À peine évoquée il y a quelques années, la notion d’acceptabilité sociale semble désormais s’imposer comme une condition clé à l’implantation de tout nouveau projet sur un territoire. Pour plusieurs, les gestionnaires et décideurs ne sont plus les seuls juges de l’intérêt public. Citoyens et groupes d’intérêts estiment que leur consentement devrait être déterminant dans la décision d’aller de l’avant ou non avec un projet qui les affecte.
Pour certains, il s’agit d’une évolution souhaitable vers une démocratie de plus en plus participative. Pour d’autres, le phénomène reflète plutôt une perte de confiance envers les institutions publiques et la classe politique. Quoi qu’il en soit, à l’ère des médias sociaux et du libre accès à l’information, le « pouvoir citoyen » est aujourd’hui bien réel. Les exemples de projets freinés, altérés ou abandonnés après avoir failli le test de l’acceptabilité sociale sont suffisamment nombreux et diversifiés pour constater l’existence d’une tendance lourde et pour apprécier l’efficacité des mouvements citoyens.
Alors que les gouvernements s’apprêtent à investir massivement dans le renouvellement des infrastructures urbaines, l’acceptabilité sociale des grands projets interpelle de façon particulière les gestionnaires et élus municipaux. Comment avoir l’assurance que des projets essentiels au développement des villes et des collectivités se réaliseront de manière prévisible? Comment diminuer les risques financiers et politiques pour les pouvoirs publics??
De nombreux exemples démontrent que la participation des citoyens dans le développement des projets réduit considérablement de telles incertitudes. Elle contribue à anticiper les enjeux, mais aussi à générer des réponses avant que ne se cristallisent des mouvements d’opposition.
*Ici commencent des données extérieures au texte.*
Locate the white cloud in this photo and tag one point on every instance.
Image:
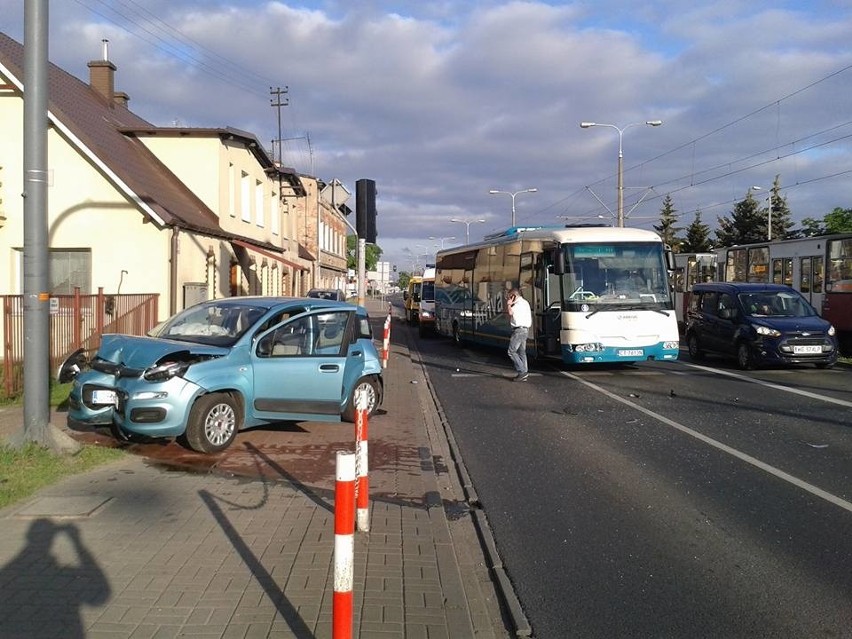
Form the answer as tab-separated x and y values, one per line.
441	101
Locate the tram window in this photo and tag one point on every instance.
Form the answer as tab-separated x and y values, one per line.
805	275
818	275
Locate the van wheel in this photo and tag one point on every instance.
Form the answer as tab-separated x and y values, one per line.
213	423
695	351
744	359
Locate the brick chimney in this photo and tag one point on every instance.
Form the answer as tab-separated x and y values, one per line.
102	78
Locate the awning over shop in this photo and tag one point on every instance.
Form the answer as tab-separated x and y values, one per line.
269	254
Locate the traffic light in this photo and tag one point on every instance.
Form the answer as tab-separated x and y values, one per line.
365	210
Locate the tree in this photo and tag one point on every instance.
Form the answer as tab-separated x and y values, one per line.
838	221
372	253
746	224
667	229
781	222
697	237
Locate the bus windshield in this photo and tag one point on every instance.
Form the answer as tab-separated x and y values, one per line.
617	274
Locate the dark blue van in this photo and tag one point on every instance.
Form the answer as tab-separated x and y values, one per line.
758	324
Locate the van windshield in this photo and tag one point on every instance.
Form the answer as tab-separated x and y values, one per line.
428	291
776	304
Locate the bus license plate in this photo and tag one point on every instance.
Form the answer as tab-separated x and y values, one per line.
105	397
807	350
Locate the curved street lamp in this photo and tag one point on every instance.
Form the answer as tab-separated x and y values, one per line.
513	194
621	130
467	224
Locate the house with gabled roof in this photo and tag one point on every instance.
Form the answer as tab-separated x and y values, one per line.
186	213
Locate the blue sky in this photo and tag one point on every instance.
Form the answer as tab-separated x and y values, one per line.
440	102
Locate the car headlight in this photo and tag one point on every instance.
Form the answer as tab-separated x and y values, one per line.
164	372
769	332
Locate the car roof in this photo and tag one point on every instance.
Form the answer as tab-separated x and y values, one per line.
740	287
268	302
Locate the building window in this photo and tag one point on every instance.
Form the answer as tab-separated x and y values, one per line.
245	196
275	214
232	190
70	269
259	211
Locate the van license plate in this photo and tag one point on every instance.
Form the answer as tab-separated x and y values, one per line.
807	350
105	398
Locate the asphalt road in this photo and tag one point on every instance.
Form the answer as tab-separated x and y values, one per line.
662	499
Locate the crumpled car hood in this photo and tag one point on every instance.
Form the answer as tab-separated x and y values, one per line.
142	352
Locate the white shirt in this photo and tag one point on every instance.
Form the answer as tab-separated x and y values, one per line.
520	313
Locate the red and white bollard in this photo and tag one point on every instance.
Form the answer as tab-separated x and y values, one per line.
344	546
362	480
386	342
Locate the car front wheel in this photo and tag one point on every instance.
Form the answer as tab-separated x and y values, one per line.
694	346
213	423
744	359
367	386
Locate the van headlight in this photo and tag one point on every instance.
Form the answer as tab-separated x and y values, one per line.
768	332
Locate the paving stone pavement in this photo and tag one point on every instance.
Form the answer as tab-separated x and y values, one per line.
138	550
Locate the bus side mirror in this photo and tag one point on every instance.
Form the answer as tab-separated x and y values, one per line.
558	261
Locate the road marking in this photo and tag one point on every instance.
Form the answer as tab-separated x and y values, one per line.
796	391
776	472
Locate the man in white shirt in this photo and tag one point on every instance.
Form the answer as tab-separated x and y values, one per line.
520	318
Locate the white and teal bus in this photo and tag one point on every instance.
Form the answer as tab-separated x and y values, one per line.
598	294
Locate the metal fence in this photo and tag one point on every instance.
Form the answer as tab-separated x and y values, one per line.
76	321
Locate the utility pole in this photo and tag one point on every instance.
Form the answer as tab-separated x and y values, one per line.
277	102
37	427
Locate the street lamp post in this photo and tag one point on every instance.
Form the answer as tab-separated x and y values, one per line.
513	195
432	237
769	205
467	224
621	130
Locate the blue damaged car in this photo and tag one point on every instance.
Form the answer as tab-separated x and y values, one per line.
228	364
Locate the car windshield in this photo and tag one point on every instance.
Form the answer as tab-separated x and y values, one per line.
776	304
215	324
324	295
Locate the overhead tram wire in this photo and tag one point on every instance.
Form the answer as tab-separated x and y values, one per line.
185	49
176	44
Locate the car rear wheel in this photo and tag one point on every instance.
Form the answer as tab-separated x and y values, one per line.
369	387
213	423
695	351
744	358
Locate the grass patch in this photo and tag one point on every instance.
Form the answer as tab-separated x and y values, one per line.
23	472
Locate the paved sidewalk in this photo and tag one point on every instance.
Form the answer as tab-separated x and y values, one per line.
138	550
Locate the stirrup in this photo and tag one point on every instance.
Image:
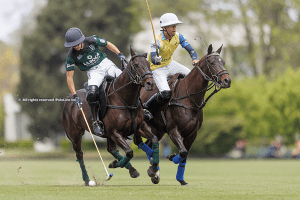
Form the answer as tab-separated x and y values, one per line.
147	115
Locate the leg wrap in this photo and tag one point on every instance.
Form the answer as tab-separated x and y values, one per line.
177	159
146	149
155	155
125	160
119	157
180	171
83	170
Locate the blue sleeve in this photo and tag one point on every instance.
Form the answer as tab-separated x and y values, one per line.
70	64
183	42
153	54
153	50
191	51
101	42
153	47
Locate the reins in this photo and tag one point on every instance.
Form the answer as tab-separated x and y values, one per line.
135	79
214	79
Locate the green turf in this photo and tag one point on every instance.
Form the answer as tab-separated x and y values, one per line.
208	179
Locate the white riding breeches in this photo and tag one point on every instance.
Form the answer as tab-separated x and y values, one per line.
97	73
161	74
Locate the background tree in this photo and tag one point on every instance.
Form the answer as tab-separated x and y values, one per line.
43	55
9	77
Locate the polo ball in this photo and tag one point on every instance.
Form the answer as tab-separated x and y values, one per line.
92	183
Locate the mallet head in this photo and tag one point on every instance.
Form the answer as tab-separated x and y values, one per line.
109	176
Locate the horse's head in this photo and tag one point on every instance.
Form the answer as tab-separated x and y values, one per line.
140	70
213	66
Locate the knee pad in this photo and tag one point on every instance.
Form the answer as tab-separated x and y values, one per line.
92	95
154	139
183	154
129	154
165	95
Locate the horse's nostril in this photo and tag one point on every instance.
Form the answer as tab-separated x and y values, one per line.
227	81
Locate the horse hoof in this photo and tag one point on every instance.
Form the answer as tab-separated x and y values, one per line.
134	173
113	164
183	183
155	179
152	171
171	156
86	182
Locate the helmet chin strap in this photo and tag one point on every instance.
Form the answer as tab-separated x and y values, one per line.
165	30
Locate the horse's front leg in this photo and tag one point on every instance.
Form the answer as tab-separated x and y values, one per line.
111	148
119	140
180	159
154	152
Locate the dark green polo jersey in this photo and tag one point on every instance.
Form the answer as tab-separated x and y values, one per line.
87	57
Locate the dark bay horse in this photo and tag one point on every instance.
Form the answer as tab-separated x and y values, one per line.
124	116
182	116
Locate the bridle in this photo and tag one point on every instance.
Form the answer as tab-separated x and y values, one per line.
215	82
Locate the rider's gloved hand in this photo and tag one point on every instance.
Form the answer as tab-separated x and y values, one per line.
77	100
121	56
158	60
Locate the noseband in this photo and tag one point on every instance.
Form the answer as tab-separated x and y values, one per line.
137	79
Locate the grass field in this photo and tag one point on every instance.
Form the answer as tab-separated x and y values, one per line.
208	179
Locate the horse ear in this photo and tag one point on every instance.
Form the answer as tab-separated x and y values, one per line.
132	52
209	49
220	49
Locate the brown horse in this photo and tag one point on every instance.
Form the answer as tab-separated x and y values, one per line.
124	116
182	116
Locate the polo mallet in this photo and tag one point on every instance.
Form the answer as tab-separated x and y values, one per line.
108	175
152	29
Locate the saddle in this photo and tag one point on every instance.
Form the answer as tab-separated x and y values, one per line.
102	94
173	82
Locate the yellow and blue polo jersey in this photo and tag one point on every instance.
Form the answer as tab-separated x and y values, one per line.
166	48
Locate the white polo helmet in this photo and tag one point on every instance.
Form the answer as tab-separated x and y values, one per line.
168	19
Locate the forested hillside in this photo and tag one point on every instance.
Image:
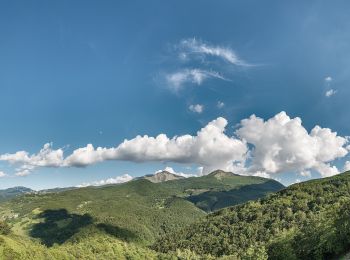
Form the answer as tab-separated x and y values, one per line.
13	192
139	211
309	220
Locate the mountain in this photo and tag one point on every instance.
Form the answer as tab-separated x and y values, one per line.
309	220
221	189
13	192
162	177
139	211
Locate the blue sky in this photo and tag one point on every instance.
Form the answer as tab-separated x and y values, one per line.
99	72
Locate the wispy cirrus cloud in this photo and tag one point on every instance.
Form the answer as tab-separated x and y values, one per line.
196	108
200	61
178	79
330	92
193	47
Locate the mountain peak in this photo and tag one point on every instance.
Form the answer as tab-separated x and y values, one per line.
221	173
162	177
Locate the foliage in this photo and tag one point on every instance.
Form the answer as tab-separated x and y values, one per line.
4	228
309	220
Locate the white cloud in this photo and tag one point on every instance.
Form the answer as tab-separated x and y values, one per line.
211	148
196	108
220	104
261	174
282	144
171	170
178	79
47	157
119	179
305	173
198	48
328	79
23	173
346	166
330	92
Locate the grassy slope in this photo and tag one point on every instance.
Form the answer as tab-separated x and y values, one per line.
12	192
137	212
222	189
309	220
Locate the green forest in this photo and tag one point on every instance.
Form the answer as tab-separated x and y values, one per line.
218	216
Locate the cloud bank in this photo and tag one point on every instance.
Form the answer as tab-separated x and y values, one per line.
282	144
119	179
258	147
196	108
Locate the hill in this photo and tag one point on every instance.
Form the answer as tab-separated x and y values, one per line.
139	211
309	220
13	192
162	177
Cette approche suscite parfois l’inquiétude des gestionnaires et des élus, car elle exige de composer avec une grande diversité d’intérêts s’additionnant aux multiples contraintes techniques et budgétaires existantes. La crainte de créer des attentes auxquelles il n’est pas possible de répondre est aussi fréquemment évoquée.
Pour cette raison, le succès d’une stratégie d’engagement repose d’abord et avant tout sur la diffusion d’une information intelligible, factuelle et crédible auprès des personnes directement concernées. La transparence est la pierre angulaire de cette communication et la façon la plus efficace de baliser les attentes de chacun. Elle aide à éviter la propagation exponentielle des rumeurs et des spéculations, notamment amplifiée par l’entremise des médias sociaux. Ainsi, elle permet de contenir le phénomène de désinformation et les dommages réputationnels qui en découlent.
L’expérience démontre également que d’engager les parties prenantes le plus tôt possible crée un climat propice à leur adhésion. La prudence et toutefois de mise : seule une analyse rigoureuse de la situation permet de statuer sur une stratégie d’engagement adaptée à la nature du projet et aux caractéristiques de la communauté visée. Il s’agit ensuite de sélectionner, parmi l’ensemble des méthodes consultatives disponibles, qu’elles soient « en personne » ou « en ligne », celles qui sont les plus susceptibles de rejoindre les personnes touchées et d’apporter des solutions viables aux enjeux soulevés par les différentes phases d’un projet.
Même s’ils ne reflètent que partiellement la réalité, les controverses médiatisées et les prises de position de groupes d’intérêt sont souvent les signaux les plus visibles du niveau d’acceptabilité sociale d’un projet. Il y a donc lieu d’accorder une attention particulière aux groupes influents et d’accompagner les processus d’engagement de stratégies de communication tenant compte de tous les publics cibles, dont les paliers gouvernementaux, les communautés, les entreprises et les utilisateurs finaux.
Les méthodes de prévention et de résolution de conflits, comme la médiation, peuvent aussi s’avérer utiles pour dénouer les impasses. Dans des cas plus complexes où le degré d’acceptabilité sociale est incertain, le recours à des outils de mesure, comme des enquêtes, sera requis pour donner un portrait plus juste du niveau d’appui au sein des populations directement touchées.
Engager les citoyens de la sorte exige de modifier les façons de faire, voire d’apporter des changements de culture au sein d’une organisation. Les directeurs généraux de municipalités doivent donc s’assurer d’avoir, au sein de leurs équipes de projet, l’expertise et les ressources spécialisées nécessaires pour entreprendre et réussir de telles opérations.
Enfin, l’engagement des citoyens doit surtout servir à conforter les élus dans leur prise de décision, lesquels demeurent imputables envers la population et ultimement responsables de l’autorisation d’un projet. Un niveau d’acceptabilité sociale élevé assurera un soutien politique continu et une stabilité nécessaire aux projets d’infrastructures, dont la gestation et la réalisation s’échelonnent généralement sur plusieurs mandats électoraux.